Students’ Learning Outcomes
· Identify the elements of a story:
Ø Opening, mid and close of a conflict.
Ø Social/bodily, fantasy characters and their roles.
Information for Teachers
· Read out a story to the class with effective intonation and expression to capture the interest of the students.
· The purpose of a story is to entertain.
· Elements of story: A story has five rudimentary but key elements. These five mechanisms are: the characters, the setting, the plot, the clash, and the determination. These necessary features retain the story running easily and permit the action to develop in a rational way that the reader can follow.
· Characters: There are two senses for the term character:
1. The person in toil of fiction. Rival and Hero
2. The characteristics of a person. In order for a story to look real to the reader its characters must appear real.
· Setting — The time and site in which a story takes abode is called the setting.
· Plot — The plot is how the author organizes actions to grow his basic idea.
· Clash– Clash is necessary to plot. Minus clash there is no plot. It is the conflict of powers which bonds one occurrence to another and makes the plot travel.
· Resolution: The solution to the problem is the way the action is resolute
· Interesting characters and setting, a good beginning, middle and end and the logical sequence of events/actions makes the story interesting.
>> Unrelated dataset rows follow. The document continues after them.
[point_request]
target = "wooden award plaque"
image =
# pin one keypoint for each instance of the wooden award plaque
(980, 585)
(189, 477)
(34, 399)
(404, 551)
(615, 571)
· Each story has a problem to solve.
· Setting is where and when the story takes place.
· The beginning introduces the characters, the setting and the problem of the story.
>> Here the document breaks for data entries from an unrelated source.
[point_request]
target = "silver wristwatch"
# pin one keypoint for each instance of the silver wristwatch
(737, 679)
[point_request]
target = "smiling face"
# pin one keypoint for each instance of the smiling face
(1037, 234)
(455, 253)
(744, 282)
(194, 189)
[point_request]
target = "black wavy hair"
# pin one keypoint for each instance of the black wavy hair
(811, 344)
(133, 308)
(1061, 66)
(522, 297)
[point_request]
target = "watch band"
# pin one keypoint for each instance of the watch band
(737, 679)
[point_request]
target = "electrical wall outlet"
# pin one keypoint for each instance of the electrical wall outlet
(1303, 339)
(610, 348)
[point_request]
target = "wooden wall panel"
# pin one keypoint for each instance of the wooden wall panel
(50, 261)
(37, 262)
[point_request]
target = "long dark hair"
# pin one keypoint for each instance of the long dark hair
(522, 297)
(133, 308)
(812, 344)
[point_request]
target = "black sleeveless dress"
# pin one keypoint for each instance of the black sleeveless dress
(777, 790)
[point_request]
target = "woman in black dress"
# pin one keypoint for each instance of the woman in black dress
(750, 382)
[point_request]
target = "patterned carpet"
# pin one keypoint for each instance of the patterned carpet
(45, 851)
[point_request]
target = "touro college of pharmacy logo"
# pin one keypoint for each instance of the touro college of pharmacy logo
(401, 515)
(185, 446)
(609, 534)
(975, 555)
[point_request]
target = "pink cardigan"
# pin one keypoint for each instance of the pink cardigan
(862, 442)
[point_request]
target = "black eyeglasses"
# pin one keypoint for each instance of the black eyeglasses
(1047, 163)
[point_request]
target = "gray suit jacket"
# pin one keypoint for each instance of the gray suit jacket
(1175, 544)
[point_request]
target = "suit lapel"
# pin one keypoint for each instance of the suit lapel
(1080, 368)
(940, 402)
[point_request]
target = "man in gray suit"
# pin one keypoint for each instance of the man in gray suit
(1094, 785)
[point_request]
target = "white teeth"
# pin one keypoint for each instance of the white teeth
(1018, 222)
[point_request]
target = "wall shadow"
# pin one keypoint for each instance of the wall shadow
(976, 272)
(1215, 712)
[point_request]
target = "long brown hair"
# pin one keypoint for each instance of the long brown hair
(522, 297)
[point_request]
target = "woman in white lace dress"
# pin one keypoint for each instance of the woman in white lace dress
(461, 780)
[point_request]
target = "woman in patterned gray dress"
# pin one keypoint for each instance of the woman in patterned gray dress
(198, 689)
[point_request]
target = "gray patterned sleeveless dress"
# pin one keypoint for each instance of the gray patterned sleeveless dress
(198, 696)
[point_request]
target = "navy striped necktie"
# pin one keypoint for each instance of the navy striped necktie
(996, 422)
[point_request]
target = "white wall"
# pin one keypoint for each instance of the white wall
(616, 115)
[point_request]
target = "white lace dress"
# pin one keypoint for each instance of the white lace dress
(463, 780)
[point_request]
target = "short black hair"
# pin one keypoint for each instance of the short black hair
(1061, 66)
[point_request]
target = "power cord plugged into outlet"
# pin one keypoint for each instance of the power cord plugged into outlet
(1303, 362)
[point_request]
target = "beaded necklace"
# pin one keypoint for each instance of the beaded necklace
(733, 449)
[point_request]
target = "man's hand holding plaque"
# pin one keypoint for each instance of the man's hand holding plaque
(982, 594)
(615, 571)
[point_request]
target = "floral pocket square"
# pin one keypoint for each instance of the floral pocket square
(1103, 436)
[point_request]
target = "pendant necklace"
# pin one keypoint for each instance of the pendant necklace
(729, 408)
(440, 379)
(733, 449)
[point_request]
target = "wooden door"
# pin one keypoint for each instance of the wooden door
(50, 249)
· In the middle, the problem is developed. The main character faces a problem and finds/works to get a solution.
· Stories generally have dialogues and are written in dialogue as well as paragraph form.
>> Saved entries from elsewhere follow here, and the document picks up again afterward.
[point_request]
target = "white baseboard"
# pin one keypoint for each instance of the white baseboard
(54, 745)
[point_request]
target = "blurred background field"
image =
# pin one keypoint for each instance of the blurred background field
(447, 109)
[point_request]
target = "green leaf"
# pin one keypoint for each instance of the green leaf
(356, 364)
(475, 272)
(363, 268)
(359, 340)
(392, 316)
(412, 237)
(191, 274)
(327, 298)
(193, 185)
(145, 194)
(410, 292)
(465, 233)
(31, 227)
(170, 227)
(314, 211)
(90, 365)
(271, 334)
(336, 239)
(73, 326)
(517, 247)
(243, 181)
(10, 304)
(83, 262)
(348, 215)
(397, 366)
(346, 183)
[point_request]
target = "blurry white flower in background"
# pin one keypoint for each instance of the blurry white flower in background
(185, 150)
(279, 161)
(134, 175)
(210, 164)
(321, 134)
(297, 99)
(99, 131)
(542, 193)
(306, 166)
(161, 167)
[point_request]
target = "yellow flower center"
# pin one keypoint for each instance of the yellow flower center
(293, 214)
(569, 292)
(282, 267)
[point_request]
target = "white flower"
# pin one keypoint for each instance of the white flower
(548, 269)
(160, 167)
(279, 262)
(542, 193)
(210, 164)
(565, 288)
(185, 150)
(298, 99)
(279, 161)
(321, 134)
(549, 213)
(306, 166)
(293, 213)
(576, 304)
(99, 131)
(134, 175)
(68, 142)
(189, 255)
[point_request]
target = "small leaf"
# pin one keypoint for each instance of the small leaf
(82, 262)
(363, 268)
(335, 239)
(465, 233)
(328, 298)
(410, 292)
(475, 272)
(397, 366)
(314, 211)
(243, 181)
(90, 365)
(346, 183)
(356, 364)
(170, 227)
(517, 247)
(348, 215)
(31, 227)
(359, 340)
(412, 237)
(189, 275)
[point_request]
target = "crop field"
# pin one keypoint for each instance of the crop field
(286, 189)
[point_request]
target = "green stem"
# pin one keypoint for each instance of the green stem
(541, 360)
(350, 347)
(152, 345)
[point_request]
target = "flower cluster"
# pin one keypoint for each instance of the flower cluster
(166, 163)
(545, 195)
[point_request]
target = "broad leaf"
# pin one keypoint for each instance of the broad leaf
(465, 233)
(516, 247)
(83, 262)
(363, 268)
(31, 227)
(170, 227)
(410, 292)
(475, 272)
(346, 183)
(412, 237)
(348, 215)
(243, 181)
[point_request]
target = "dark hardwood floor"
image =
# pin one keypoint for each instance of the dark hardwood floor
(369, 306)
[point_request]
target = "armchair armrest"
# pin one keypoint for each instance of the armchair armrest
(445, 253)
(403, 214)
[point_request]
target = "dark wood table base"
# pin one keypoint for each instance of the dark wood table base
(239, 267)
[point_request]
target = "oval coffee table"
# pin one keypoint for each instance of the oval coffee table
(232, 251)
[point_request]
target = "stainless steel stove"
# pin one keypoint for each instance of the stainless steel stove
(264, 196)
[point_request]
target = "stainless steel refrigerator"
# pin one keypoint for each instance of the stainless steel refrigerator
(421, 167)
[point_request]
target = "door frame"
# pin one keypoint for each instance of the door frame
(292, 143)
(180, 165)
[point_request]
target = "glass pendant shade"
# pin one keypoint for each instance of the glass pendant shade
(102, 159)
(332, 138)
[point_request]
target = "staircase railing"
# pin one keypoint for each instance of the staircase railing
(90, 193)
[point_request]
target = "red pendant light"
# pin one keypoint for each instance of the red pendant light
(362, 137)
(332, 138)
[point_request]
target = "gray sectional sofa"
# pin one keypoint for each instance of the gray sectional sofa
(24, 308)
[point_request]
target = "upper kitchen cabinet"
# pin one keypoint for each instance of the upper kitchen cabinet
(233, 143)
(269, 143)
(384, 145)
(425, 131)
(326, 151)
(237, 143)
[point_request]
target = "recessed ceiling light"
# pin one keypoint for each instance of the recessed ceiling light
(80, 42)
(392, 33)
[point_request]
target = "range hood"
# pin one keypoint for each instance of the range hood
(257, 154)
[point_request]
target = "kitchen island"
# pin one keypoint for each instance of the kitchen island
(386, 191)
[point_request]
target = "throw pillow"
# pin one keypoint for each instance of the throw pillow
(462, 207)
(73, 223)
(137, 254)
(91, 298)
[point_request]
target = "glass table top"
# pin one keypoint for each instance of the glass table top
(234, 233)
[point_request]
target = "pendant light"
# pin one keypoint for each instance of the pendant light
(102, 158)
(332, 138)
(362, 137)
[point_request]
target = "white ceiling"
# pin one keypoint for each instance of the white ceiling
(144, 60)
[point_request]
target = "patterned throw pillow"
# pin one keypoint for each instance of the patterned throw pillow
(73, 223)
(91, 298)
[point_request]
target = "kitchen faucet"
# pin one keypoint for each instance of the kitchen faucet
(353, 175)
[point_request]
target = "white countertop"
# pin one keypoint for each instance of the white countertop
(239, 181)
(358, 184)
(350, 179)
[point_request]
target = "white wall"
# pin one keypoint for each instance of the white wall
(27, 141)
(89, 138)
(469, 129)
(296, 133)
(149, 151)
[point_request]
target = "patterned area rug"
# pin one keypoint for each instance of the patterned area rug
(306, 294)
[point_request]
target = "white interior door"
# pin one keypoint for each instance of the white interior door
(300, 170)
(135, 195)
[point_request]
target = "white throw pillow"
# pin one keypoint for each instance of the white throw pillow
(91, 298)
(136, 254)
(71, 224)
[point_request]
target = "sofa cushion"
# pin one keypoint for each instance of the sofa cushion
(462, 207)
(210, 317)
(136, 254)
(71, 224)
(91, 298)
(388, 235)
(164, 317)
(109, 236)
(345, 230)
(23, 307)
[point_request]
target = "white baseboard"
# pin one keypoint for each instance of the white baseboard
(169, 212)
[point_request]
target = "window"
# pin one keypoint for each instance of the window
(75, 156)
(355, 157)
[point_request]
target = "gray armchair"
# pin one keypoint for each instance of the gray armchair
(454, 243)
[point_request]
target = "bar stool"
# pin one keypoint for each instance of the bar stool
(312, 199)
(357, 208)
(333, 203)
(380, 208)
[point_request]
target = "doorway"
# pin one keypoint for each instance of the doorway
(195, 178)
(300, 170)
· The role-play will help students understand the story better so that they can attempt the written task easily.
Material / Resources
The text of the story, ‘the boy who cried ‘wolf, flash cards of words, chalk/marker, board’
Worm up activity
· Ask the students if they are fond of listening to or reading stories.
· Ask the “Which are your favorite stories?”
· Ask them, “How many of you know the story of “The Boy Who Cried ‘Wolf’?”
· Say that you will read out the story so that those who have never heard it may also know about it.
· Read the story aloud.
· Keep your voice loud and clear.
· The rise and fall of tone should indicate the emotions of fear, suspense, lying, sadness, cries, crying, repenting.
· Change your voice to act out the role of the boy, the wolf and the villagers. (you must precise this at home before coming to class)
· Take pause and repeat sentences if you feel that the class is having a problem in listening to you clearly.
· Be careful of your pace: don’t read too fast, read slowly, loudly and clearly.
· Paste the flashcards of story elements on the board. (beginning, middle, end, paragraphs, characters, setting)
· Ask the students if they know the meaning of the words. Make them brainstorming for ideas.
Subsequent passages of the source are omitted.